Lire aussi : Réunion jeudi du Conseil de gouvernement
La mise en place de mécanismes effectifs de solidarité sociale nationale pour la réussite et la pérennité de ce chantier est salutaire, néanmoins nous considérons en revanche que la pluralité des organismes gestionnaires (CNSS, la CNOPS, les caisses de services publics, semi- publics) constitue un obstacle à l’efficience de l’AMO, il serait préférable que les cotisations soient gérés par un organisme unifié.

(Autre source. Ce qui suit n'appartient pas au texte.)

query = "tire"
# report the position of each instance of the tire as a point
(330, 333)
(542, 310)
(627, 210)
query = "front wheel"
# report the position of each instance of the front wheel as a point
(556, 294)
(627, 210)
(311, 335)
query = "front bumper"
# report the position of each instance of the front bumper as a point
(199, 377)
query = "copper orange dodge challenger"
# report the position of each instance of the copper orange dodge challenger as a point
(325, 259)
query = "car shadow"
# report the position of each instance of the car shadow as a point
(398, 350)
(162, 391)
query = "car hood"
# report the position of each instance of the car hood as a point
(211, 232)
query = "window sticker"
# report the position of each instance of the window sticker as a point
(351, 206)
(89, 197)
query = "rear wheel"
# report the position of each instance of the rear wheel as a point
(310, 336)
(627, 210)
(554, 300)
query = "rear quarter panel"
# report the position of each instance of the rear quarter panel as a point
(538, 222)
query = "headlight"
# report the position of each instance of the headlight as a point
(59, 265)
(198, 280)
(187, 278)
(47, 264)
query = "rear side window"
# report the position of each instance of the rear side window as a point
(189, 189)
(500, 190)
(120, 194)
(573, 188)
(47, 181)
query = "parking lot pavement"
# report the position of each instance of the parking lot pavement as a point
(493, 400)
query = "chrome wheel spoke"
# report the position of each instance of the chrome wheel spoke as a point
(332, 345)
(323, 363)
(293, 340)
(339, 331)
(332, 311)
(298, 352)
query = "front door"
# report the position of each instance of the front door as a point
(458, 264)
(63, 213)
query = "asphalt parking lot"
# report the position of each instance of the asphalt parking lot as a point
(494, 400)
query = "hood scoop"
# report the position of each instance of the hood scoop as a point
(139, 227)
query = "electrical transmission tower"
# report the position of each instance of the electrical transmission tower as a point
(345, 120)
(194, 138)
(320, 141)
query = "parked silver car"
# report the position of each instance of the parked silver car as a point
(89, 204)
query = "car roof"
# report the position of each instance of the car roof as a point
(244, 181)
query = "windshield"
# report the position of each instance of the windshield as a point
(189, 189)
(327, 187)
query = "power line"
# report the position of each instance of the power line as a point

Il est certain que la réussite du chantier de protection sociale constitue un défi majeur pour les pouvoirs publics qui veillent à la mener conformément à l’agenda tracé, en dépit du fait qu’elle s’est heurtée à des obstacles de nature exogènes et endogènes qui exigent davantage une multiplication d’efforts conséquents. Il s’agit en l’occurrence d’une part, des difficultés budgétaires et d’inflation affichées durant la période post Covid-19 et ceux dus à la sécheresse engendrées par le réchauffement climatique. D’autre part la guerre en Ukraine et ses effets sur les équilibres macro économiques des pays, ont posé des problèmes liés au financement de la réforme. Certes nous ne pouvons pas nier la réalité effective des avancées majeurs réalisées et des résultats concerts qui sont indéniablement palpables avec l’atteinte des taux de couverture tracés dans le calendrier gouvernementale, mais il reste du chemin à faire pour parachever la réussite de cette politique sociale ambitieuse. Dans le secteur médical par exemple des programmes d’incitation et d’encouragement des médecins à exercer dans la mère patrie doivent être mis en œuvre. En effet cette catégorie professionnelle est appelée à faire des sacrifices pour sa participation à l’effort national en s’abstenant d’opter purement et simplement pour le départ vers les pays européens en privilégiant l’immigration. Certes les conditions de travail de ces derniers sont difficiles mais dans cette conjoncture de transition nous appelons à avoir le sens patriotique pour mener à bien les changements souhaités, qui nécessitent de revoir de manière constante le modèle de gouvernance qui régit le secteur santé de la part des pouvoirs publics et d’investissement de toutes les parties prenantes.
(*) – Youssef Oubejja est Docteur en droit et science politique.